Michelle and Anna’s video game company is creating a violent game, which we could assume is Verhoeven making some kind of correlation between game content and Michelle’s reality. However, it doesn’t really serve the story to any great degree, other than pointing a rather clunky finger of suspicion at Michelle’s employees. It feels like lazy stereotyping of the gaming medium more than anything else, using the weathered old cliché of targeting mindlessly violent video games.

It’s hugely disappointing that such an unsavoury movie should come from the same man responsible for Robocop, Starship Troopers and Total Recall – three sci-fi masterpieces that allowed you to have your cake and eat it. At face value they were fantastically enjoyable genre pictures, but each had a lot more going on underneath, from social satire to religious commentary. Verhoeven’s recent renouncing of science fiction, post-Cannes, further compounds the disappointment. Elle offers only pointless controversy.


In most respects, Michelle is a very strong female character, exemplified by her holding her own business and controlling most aspects of her life. It can’t be denied that Huppert is great in the role, bringing shades of grey to the character so she is not always likeable, but always real. But the movie is most troubling when dealing with the sexual assault, and Michelle’s reaction to it. It is true that she refuses to see herself as a victim, but her reluctance to acknowledge the assault on any level, other than arming herself with pepper spray and a hatchet, speaks far more of denial than strength of character.

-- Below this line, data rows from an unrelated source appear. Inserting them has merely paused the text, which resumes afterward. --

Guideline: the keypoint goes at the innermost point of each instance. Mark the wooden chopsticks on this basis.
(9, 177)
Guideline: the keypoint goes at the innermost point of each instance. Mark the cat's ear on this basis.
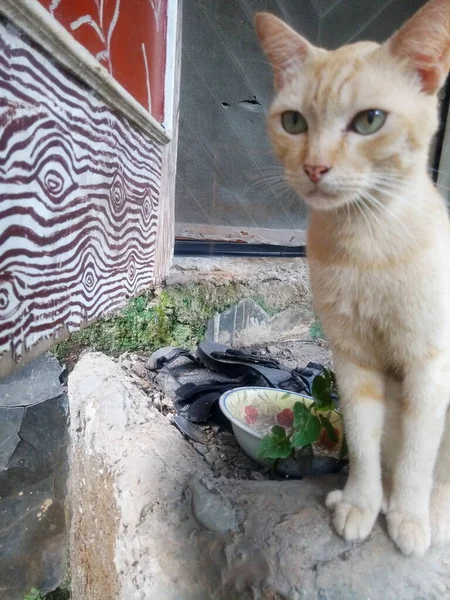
(283, 46)
(424, 41)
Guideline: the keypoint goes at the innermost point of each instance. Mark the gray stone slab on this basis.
(226, 326)
(10, 422)
(35, 382)
(33, 476)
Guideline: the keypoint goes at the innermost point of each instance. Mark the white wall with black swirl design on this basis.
(79, 203)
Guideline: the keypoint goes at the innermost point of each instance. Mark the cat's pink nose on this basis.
(316, 172)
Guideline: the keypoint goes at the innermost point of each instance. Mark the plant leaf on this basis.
(275, 445)
(321, 392)
(306, 426)
(301, 413)
(326, 424)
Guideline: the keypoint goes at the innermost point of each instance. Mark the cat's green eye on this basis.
(294, 122)
(368, 121)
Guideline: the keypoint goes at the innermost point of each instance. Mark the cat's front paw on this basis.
(411, 533)
(353, 518)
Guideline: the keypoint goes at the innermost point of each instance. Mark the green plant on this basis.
(62, 593)
(306, 424)
(33, 594)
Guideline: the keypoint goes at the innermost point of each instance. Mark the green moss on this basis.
(62, 593)
(315, 330)
(176, 316)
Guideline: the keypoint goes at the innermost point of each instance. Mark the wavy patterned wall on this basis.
(79, 203)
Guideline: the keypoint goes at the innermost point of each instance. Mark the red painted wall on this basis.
(127, 37)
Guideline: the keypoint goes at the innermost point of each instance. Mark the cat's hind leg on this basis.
(361, 394)
(425, 399)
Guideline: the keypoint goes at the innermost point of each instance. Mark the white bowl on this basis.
(234, 402)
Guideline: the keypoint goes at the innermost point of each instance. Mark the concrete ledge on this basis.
(136, 484)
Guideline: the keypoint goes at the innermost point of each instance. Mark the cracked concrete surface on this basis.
(135, 502)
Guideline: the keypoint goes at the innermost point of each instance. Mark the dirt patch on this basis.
(94, 561)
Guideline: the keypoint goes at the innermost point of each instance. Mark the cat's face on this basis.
(348, 124)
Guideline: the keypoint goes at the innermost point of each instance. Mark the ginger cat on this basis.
(352, 129)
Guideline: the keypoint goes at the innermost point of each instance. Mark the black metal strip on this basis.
(203, 248)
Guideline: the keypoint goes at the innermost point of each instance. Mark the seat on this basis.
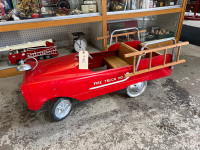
(120, 60)
(115, 62)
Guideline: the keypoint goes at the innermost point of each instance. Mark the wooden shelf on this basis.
(24, 26)
(142, 14)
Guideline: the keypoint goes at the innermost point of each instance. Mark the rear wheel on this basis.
(137, 89)
(61, 109)
(40, 57)
(47, 57)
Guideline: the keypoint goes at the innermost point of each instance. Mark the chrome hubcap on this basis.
(136, 89)
(63, 108)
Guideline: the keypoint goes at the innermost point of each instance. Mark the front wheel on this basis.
(137, 89)
(61, 109)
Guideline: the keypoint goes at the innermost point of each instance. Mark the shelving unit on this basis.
(102, 17)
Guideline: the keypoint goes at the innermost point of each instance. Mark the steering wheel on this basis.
(81, 48)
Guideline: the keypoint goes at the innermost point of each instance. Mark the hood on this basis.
(65, 65)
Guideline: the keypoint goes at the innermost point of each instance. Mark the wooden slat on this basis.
(104, 23)
(115, 62)
(122, 34)
(128, 37)
(9, 72)
(145, 13)
(156, 49)
(165, 53)
(150, 58)
(178, 53)
(154, 68)
(181, 20)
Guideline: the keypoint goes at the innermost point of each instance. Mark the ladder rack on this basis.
(150, 68)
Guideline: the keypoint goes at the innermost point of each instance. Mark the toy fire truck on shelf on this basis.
(38, 49)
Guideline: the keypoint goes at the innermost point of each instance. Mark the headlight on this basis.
(23, 67)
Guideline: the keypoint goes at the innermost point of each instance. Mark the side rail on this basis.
(164, 48)
(116, 36)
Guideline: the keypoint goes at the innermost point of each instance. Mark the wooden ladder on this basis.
(116, 36)
(164, 65)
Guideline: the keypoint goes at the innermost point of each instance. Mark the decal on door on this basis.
(107, 82)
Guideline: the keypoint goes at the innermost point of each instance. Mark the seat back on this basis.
(125, 49)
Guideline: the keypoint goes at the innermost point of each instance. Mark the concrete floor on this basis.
(166, 116)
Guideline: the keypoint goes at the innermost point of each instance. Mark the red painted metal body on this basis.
(36, 52)
(61, 77)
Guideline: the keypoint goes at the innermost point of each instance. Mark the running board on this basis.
(154, 68)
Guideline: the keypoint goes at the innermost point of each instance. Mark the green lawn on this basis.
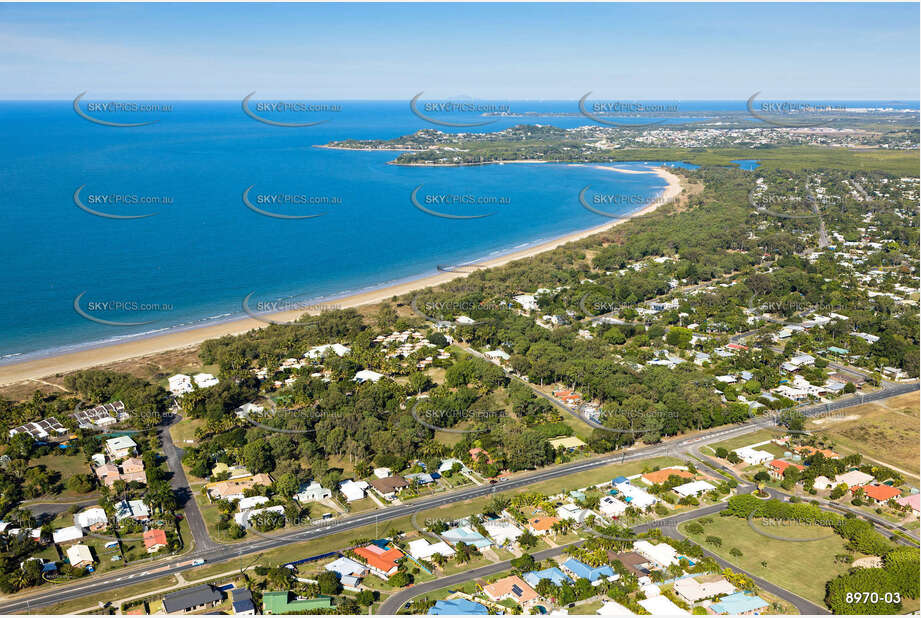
(800, 567)
(750, 438)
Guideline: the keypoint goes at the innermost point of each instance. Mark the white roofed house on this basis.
(502, 531)
(611, 507)
(132, 509)
(79, 556)
(205, 380)
(93, 518)
(121, 447)
(323, 350)
(694, 488)
(663, 554)
(180, 384)
(753, 456)
(353, 490)
(421, 549)
(366, 375)
(312, 492)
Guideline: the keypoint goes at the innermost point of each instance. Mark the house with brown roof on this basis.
(155, 540)
(382, 562)
(390, 486)
(232, 489)
(660, 476)
(514, 588)
(776, 468)
(131, 469)
(540, 526)
(879, 494)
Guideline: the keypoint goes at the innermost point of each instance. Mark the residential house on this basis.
(242, 602)
(694, 589)
(232, 489)
(879, 494)
(753, 457)
(366, 375)
(347, 568)
(192, 599)
(286, 602)
(312, 492)
(694, 488)
(155, 540)
(180, 384)
(467, 535)
(121, 447)
(514, 588)
(573, 513)
(635, 496)
(913, 502)
(662, 555)
(353, 490)
(539, 526)
(578, 569)
(554, 574)
(132, 509)
(853, 478)
(777, 467)
(390, 486)
(79, 556)
(382, 562)
(93, 519)
(611, 507)
(502, 531)
(632, 561)
(67, 535)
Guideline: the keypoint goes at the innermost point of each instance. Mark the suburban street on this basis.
(213, 552)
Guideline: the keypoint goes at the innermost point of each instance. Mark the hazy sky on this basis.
(489, 51)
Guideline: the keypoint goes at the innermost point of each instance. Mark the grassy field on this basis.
(800, 567)
(885, 430)
(750, 438)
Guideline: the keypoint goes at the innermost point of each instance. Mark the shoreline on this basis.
(37, 368)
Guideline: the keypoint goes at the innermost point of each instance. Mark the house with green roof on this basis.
(285, 602)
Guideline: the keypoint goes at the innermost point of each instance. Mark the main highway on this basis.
(213, 552)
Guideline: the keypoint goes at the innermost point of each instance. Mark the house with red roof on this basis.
(913, 502)
(382, 562)
(155, 540)
(776, 468)
(879, 494)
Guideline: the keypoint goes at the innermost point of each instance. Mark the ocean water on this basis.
(204, 251)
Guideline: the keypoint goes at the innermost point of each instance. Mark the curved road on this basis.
(213, 552)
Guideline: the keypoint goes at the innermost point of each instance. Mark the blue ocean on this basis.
(203, 250)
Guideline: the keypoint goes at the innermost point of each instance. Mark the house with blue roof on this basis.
(553, 574)
(456, 607)
(739, 603)
(579, 569)
(466, 534)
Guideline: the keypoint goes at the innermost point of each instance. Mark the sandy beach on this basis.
(43, 367)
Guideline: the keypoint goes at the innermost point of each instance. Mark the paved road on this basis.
(668, 525)
(180, 485)
(213, 552)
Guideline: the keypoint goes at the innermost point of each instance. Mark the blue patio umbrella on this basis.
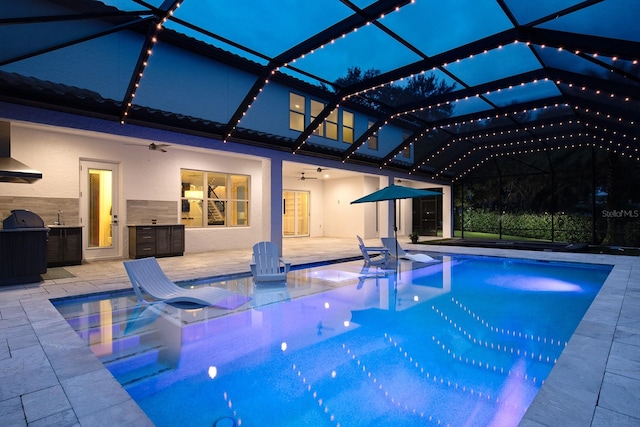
(393, 193)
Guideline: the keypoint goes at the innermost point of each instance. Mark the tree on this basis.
(416, 89)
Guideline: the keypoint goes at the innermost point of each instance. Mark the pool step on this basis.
(139, 363)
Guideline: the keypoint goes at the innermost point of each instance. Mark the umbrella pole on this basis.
(395, 230)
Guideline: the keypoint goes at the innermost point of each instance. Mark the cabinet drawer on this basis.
(145, 236)
(145, 249)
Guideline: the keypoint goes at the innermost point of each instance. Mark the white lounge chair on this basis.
(267, 264)
(147, 276)
(374, 255)
(393, 246)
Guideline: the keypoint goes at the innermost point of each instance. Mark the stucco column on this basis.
(275, 229)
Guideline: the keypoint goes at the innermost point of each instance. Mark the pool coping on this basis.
(54, 369)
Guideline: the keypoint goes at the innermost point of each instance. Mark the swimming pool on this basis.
(465, 341)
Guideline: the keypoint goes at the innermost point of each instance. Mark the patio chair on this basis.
(374, 256)
(392, 245)
(267, 264)
(146, 276)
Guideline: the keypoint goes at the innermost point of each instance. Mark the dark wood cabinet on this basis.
(64, 246)
(156, 240)
(24, 255)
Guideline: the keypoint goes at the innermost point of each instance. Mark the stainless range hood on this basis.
(12, 170)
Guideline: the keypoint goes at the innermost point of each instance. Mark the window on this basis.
(225, 196)
(316, 109)
(296, 112)
(406, 152)
(347, 127)
(372, 142)
(331, 125)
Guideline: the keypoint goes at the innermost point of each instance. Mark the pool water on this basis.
(463, 341)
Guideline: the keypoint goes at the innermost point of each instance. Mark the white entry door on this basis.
(99, 209)
(295, 213)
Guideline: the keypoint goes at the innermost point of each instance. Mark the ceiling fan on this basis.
(303, 178)
(158, 147)
(319, 170)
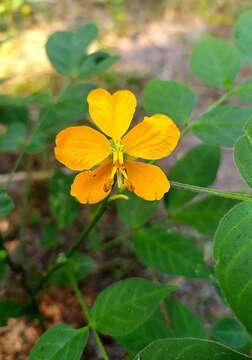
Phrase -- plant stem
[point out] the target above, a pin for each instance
(214, 192)
(99, 212)
(86, 314)
(14, 168)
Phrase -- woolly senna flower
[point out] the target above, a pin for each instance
(106, 159)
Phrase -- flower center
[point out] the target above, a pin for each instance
(119, 170)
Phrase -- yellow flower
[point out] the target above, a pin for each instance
(84, 148)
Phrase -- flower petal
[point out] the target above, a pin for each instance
(154, 138)
(90, 187)
(81, 147)
(146, 180)
(112, 113)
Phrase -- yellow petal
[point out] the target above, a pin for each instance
(81, 147)
(146, 180)
(154, 138)
(90, 187)
(112, 113)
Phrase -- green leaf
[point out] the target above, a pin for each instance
(6, 204)
(204, 215)
(80, 264)
(215, 61)
(184, 322)
(127, 304)
(96, 63)
(60, 342)
(231, 333)
(13, 138)
(170, 252)
(153, 329)
(244, 91)
(63, 206)
(188, 349)
(233, 259)
(198, 166)
(9, 309)
(222, 126)
(69, 108)
(10, 114)
(171, 98)
(242, 35)
(66, 49)
(243, 154)
(135, 211)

And where do we even begin with the disturbing ambiguity to Michelle’s actions in the latter half of the film? Ambiguity, it seems, is a convenient place to hide when someone calls foul. With such a sobering subject matter, it’s an utter cop-out to court such controversy and then retreat into fence sitting.

What is Verhoeven trying to say here? That sexual violence should not be reported? That secretly a woman might enjoy it? That rape is sex? If you pose those questions to an audience without answering them, could it be a tacit ‘yes’ to them all?

As a thriller, the film is laboured and predictable, left more successful when channelling a comedic alter ego. As a vehicle for stirring up controversy, it certainly hits its target, but when you get right down to it, Elle is a bad film with a rotten message.